5. Review and approve a Code of Business Conduct and Ethics with respect to the business conduct, ethics, and related party transactions (the “Code of Conduct”),
(a) Periodically review the Code of Conduct applicable to the Company’s directors, officers and employees;
(b) Review all requests for waivers of the Code of Conduct involving directors, executive officers, and senior financial advisors as defined in the Code of Conduct and make recommendations to the Board as to whether it should approve any such request;
(c) Review with Company personnel the Company’s programs designed to ensure compliance with the Company’s Code of Conduct;
(d) Periodically review the Company’s Related-Person Transactions Policy; and
(e) Review potential conflict of interest situations and related party transactions in accordance with the Company’s Related‑Person Transactions Policy and approve all transactions required to be disclosed under Item 404 of SEC Regulation S-K.
6. With respect to the Company’s executive officer in charge of risk management,
(a) Discuss the Company’s major risk exposures and the steps management has taken to monitor and control such exposures, including the Company’s risk assessment and risk management policies, including whether:
• the risk appetite implicit in the Company’s business model, strategy and execution is appropriate;
• the expected risks are commensurate with the expected rewards;
• management has effectively implemented a system to manage, monitor, and mitigate risk, and that system is appropriate given the Company’s business strategy;
• the Company’s risk management system informs the Board of the major risks facing the Company;
• an appropriate culture of risk-awareness exists throughout the Company; and
• there is recognition that management of risk is essential to the successful execution of the Company’s strategy.

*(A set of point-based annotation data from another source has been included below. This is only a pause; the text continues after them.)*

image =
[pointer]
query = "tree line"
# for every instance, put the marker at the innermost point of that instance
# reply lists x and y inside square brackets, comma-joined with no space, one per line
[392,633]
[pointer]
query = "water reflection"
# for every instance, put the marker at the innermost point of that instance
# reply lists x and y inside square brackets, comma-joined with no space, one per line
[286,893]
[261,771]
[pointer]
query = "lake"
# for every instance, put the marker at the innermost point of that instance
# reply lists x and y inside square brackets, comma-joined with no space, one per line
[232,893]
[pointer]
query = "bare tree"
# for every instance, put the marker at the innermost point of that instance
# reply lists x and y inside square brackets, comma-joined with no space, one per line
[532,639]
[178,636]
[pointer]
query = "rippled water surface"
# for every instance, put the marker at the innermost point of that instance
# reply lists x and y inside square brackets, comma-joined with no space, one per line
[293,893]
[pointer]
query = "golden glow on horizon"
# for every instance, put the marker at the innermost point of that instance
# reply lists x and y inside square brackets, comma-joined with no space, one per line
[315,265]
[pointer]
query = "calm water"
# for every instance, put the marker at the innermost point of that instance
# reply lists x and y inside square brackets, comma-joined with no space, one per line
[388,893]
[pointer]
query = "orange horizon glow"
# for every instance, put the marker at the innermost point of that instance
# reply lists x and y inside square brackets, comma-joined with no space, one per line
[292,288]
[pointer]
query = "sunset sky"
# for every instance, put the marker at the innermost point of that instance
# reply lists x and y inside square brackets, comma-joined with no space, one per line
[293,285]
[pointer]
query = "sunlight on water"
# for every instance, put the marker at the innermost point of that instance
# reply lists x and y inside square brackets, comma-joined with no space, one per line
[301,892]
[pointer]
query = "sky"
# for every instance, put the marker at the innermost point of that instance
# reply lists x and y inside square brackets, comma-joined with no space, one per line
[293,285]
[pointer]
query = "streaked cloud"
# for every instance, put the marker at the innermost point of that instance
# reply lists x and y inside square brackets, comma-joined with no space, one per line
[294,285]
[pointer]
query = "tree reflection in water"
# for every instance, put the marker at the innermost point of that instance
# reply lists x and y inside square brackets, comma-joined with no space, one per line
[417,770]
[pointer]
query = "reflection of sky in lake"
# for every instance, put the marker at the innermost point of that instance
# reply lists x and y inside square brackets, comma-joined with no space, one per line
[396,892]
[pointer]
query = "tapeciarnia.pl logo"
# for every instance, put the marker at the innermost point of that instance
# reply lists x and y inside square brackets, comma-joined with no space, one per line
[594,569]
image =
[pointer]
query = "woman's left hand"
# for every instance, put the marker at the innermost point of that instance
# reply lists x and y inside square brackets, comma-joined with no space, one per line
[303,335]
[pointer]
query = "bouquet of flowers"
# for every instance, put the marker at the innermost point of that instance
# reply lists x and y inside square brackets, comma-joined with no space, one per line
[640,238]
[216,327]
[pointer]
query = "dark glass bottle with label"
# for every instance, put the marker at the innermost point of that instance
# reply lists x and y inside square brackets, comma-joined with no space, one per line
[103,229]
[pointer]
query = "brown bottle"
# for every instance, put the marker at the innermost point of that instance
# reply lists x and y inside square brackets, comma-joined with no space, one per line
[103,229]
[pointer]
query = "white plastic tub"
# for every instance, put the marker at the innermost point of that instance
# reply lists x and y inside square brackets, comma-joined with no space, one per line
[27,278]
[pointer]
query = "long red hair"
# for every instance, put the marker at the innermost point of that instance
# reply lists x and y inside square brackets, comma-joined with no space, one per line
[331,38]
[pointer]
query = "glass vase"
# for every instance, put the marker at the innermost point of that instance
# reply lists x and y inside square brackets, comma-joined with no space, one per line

(b) Promptly report to the Board regarding changes in the Company’s risk profile and report other risk management issues to the Board as the Committee deems necessary.
7. Perform such other functions as assigned by the Board and to have such powers as may be necessary or appropriate in the efficient and lawful discharge of the foregoing.
The Committee shall have the resources and authority appropriate to discharge its duties and responsibilities, including the authority to select, retain, terminate, and approve the fees and other retention terms of special counsel or other experts or consultants, as it deems appropriate, without seeking approval of the Board or management. The Committee shall receive appropriate funding from the Company, as determined by the Committee, for payment of compensation to the independent registered public accounting firm and other advisors retained by the Committee and ordinary administrative expenses of the Committee that are necessary or appropriate to carrying out its duties.
Except as expressly provided in this Charter or the by-laws of the Company, or as otherwise provided by law or the requirements of Nasdaq, the Committee shall fix its own rules of procedure. The Committee may form and delegate authority to a subcommittee or any member of the Committee when appropriate. Without limiting the generality of the foregoing, the Committee may, in its discretion, delegate to one or more of its members the authority to pre-approve any audit, audit-related or non-audit services to be performed by the independent registered public accounting firm, provided that any such approvals are presented to the Audit Committee at its next scheduled meeting.
Minutes of each meeting will be kept and distributed to each member of the Committee, members of the Board who are not members of the Committee, and the Secretary of the Company. The Committee shall report a summary of the actions taken at each Committee meeting, which shall be presented to the Board at the next Board meeting.